About 70% of the penalty assessments from last June 1 through Dec 31 fined users for having their dogs off leash or for bringing dogs in a prohibited area.
Increased visitation partially explains the 2020 enforcement-contact spike at North Star, but updates to the management plan for the preserve, which aims to protect its natural resources, have made for a less-tolerant enforcement policy, Tennembaum said in an email.
“A ticket was immediately issued since warnings were not working, and there are significant natural resource and private land issues with people getting off their paddleboards in areas that are not designated and signed to allow that,” Tennenbaum wrote.
The busyness of 2020 has been challenging for the three full-time rangers working for Pitkin County OST. Three seasonal rangers will start working in mid to late April.
“We had two seasonal (ranger positions) last year and are adding a third this year,” Tennenbaum said.

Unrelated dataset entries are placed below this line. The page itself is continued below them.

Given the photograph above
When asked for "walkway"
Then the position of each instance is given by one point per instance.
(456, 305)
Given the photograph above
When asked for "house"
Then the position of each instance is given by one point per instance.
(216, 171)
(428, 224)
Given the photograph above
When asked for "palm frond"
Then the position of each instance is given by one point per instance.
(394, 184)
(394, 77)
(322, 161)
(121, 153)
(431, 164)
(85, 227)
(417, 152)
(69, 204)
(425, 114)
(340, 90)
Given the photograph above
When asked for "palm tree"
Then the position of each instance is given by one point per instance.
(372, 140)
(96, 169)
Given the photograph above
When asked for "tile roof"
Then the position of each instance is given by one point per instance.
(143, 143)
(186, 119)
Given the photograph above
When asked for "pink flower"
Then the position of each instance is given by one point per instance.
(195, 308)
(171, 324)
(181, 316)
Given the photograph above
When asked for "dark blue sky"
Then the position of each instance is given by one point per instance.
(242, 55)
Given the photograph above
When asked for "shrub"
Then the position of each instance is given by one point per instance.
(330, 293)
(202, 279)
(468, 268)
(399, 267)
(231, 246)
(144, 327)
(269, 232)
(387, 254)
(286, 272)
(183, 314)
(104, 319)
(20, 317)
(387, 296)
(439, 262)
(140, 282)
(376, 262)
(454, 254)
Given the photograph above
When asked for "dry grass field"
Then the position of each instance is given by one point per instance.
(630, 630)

Preparing for summers to come
OST applied for and received a $90,825 grant from the state-funded group Great Outdoors Colorado, which will support an expanded volunteer program in the 2021 and 2022 summer seasons. This grant was accepted by the board of county commissioners Jan. 27 and received a recommendation from the OST board March 2. The county will collaborate with Roaring Fork Outdoor Volunteers, a Basalt-based nonprofit stewardship organization, and intends to more than double the RFOV’s volunteer projects that will help address the impacts of the increased use.

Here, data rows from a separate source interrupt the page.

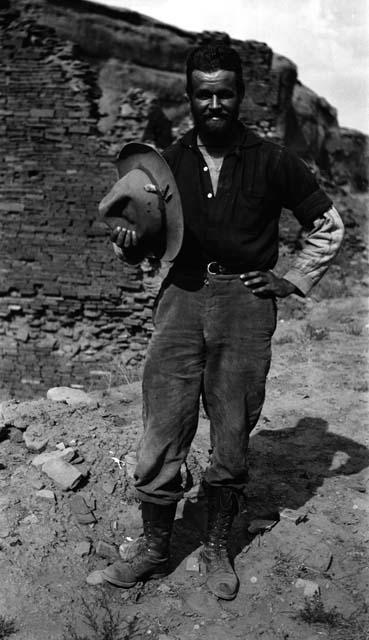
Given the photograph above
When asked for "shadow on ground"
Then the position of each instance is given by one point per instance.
(287, 467)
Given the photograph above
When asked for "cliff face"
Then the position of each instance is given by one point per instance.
(74, 86)
(131, 49)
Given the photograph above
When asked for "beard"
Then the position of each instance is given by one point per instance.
(215, 130)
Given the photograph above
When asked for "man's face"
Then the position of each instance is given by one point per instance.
(215, 102)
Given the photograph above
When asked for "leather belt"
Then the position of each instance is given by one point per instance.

“More people than ever are participating in an outdoors culture, but an outdoors culture is not synonymous with a culture of stewardship,” said Jacob Baker, who is with RFOV. “The purpose of Roaring Fork Outdoor Volunteers, in our work with Pitkin County Open Space and Trails, quite simply is to transform trail users into trail participants.”

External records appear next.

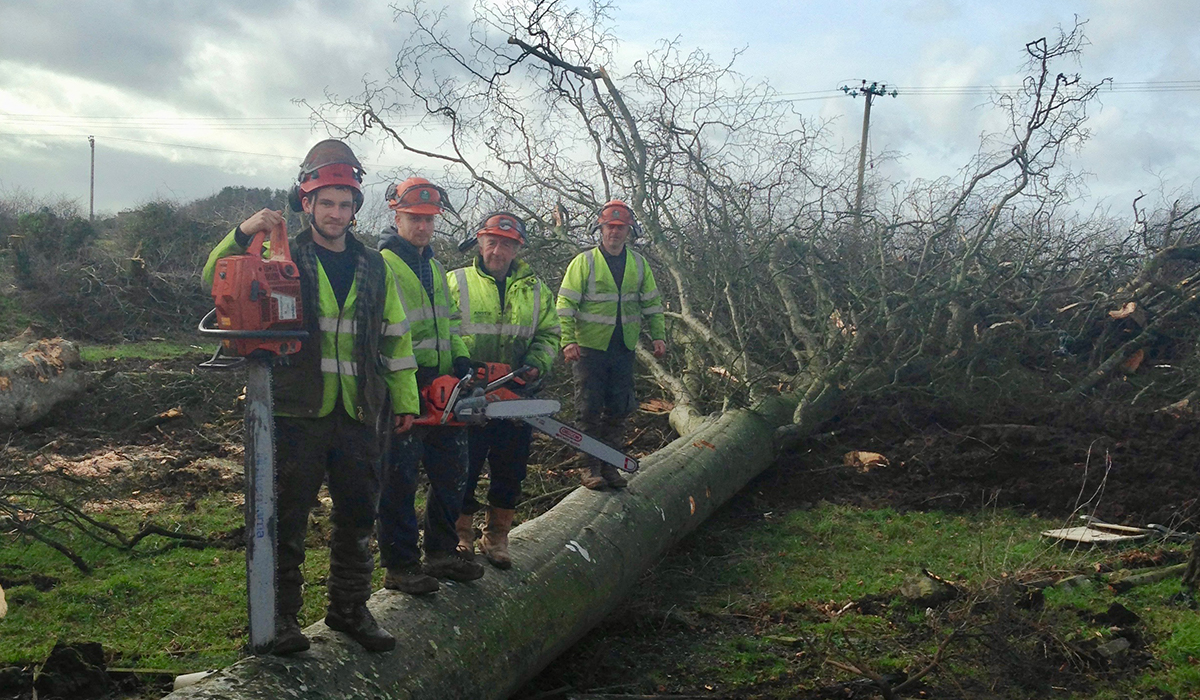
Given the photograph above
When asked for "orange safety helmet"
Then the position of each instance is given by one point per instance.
(330, 162)
(616, 211)
(503, 223)
(418, 196)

In 2020, RFOV members — ages 5 to 81 — worked 3,100 hours, said Baker, with up to 5,000 hours, including those from staff members. They expect volunteer hours tol increase an additional 20% this year, Baker said. RFOV will dedicate at least one staff member three to four days a week to lead volunteer community or group projects with the county’s OST staff, Baker said.
“Those projects could include trail building, trail maintenance or trail restoration, riparian or wetlands restoration, post-burn restoration or degraded habitat restoration, and potentially fire mitigation,” Baker said. Educational hikes and other events will also be part of OST and RFOV collaboration.
“While it is wonderful that residents and visitors are taking advantage of frontcountry and backcountry outdoors experiences,” Baker said, “it’s also important that they recognize how they can best participate in a culture of stewardship, that they share in the responsibility for our shared outdoors.”
This story ran in the March 17 edition of The Aspen Times.